It was the biggest cheating scandal to touch New York's Regents exams (named for the Board of Regents, the state's educational policymaking body) since they were introduced in 1878. The theft first came to official attention when a Brooklyn student reported that someone had tried to sell her the answers to some exams. Brooklyn District Attorney Eugene Gold's investigators soon discovered that "thousands" of hot answer keys were being marketed by student peddlers. Detectives eventually traced the purloined papers to Brooklyn's Solomon Schechter High School, where the seals on answers stored in the principal's office were found to have been tampered with. The D.A.'s office said that the heist had been committed by two college boys and two Solomon Schechter seniors who, said school officials, were among "the brightest students in the school."

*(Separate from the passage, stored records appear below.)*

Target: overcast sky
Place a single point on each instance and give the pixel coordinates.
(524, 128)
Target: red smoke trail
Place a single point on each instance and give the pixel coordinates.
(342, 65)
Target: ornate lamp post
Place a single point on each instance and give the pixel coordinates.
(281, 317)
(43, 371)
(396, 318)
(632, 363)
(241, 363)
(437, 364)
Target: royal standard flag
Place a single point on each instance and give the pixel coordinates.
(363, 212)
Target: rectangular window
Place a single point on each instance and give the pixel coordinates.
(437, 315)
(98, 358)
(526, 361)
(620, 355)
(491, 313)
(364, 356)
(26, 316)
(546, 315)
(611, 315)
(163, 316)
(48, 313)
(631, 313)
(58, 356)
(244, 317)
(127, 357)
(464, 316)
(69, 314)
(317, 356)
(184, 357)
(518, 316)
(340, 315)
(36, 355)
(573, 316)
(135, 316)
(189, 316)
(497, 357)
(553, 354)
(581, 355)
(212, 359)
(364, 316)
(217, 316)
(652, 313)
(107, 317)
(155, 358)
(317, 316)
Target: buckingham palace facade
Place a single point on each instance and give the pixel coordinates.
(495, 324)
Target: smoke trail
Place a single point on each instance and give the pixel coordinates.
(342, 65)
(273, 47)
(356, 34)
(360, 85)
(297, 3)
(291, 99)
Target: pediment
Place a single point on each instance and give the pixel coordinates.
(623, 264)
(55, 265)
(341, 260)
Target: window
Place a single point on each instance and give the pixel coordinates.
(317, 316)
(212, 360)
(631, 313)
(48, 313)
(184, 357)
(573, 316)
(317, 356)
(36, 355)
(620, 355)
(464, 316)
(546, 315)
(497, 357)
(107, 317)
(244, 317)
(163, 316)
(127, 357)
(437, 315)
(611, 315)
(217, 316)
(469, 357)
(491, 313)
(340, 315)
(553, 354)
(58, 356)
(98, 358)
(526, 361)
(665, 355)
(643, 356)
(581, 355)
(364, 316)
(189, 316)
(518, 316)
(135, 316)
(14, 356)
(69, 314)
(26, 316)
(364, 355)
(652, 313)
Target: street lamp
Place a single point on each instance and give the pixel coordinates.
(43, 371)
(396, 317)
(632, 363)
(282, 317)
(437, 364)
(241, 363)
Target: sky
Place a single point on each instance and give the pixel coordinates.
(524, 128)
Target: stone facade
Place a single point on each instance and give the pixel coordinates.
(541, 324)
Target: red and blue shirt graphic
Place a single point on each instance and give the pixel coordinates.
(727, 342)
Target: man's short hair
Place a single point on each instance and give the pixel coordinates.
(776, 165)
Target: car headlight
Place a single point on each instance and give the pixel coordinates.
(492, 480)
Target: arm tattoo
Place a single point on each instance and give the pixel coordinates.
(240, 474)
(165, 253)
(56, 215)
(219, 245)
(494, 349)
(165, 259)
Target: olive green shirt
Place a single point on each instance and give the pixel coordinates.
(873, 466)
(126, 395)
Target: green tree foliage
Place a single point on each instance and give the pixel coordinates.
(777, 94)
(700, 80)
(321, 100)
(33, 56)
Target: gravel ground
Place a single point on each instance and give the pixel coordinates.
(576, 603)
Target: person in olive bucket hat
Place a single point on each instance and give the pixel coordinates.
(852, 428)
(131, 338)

Scot Free. At the very least, they knew their Watergate history. The youths asked for and got immunity from prosecution because the authorities wanted to uncover what they thought to be a wide answer-stealing conspiracy before examination day. The quick grant of immunity was apparently made in the belief that the four conspirators would implicate others. But the youths, as it turned out, had pulled off the caper by themselves. They had jimmied the principal's desk, stolen the key to the strongbox, and photostated the answer sheets. The copies were then sold at prices as high as $50 apiece. The two Solomon Schechter seniors were expelled from school; otherwise, all four got away from the great exam robbery scot free.